復職した社員を、身につけた能力によって適切に判断し能力を還元してもらう、というのは社員のエンゲージメントがかなり高い企業でしか起こり得ないことですし、その実現のためにはある程度実力が評価に反映される人事制度であることは必要不可欠と感じます。硬直化した人事制度に嫌気が差し退職を選んでいる社員に対し、そこにメスを入れることをせずして戻ってきてほしいというのは現実的ではありません。施策を打つ側はもしかしたら「なんでこんな良い待遇の会社を辞めるんだろう、戻って来れば良いのに」と感じているのかもしれません。そう感じているのは狭い世界での椅子取りゲームの勝者だけ、という構図でなければ良いのですが。

制度の前に、戻りたい会社であるかどうか

さて、今回JR東日本が発表したウェルカムバック採用に関して感じたことを書いてきましたが、結局のところ一番の肝は「退職者がまた働きたい企業でいられるかどうか」だと感じています。人員削減の施策を発表する一方で復職を募るというのは、そもそもの方向性への不安を感じる方も多いでしょうし、そもそも人員削減を目指しているから社員が離職していく(=会社の将来に希望的観測を抱けない社員の増加)という現実に直視することなしに制度を整えても、訴求効果は大きくないでしょう。
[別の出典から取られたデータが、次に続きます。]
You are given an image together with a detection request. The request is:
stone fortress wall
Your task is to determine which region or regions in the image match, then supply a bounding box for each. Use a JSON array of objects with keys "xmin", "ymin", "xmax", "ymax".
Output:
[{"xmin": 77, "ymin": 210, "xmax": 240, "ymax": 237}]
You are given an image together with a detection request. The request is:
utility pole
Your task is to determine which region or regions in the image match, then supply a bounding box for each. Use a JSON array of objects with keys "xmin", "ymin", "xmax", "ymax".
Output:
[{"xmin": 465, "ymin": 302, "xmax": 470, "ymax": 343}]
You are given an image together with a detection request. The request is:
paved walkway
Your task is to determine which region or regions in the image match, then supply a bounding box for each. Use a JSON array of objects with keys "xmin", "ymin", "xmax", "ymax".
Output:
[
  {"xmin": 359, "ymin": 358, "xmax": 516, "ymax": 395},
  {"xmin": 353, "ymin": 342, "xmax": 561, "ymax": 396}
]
今回の新卒への手当支給と共に発表するという姿勢を見ていても、「あの時は色々と働き方や待遇面で不満を持たせてしまったかもしれないが、今はこんな魅力的な組織に変わったからまた一緒に働こう、あなたのスキルを還元してほしい」と胸を張って言える組織にはまだまだ遠いのではないか?と思います。離職理由に向き合い、自社に戻ってきてもらうための魅力づくりに励むことなしに、人が採れないから勝手知ったるかつての社員に戻ってきてもらおう、という姿勢では、「万が一失敗しても戻って来れるなら挑戦してみよう」と潜在的な転職検討層の更なる離職を促すきっかけになるだけでは?と感じるのは私だけでしょうか。

「戻ってこれる場所」としての魅力的な組織づくり、というのは今後人材の流動性がさらに高まっていく中で必須の観点になるのかも、と感じたニュースでした。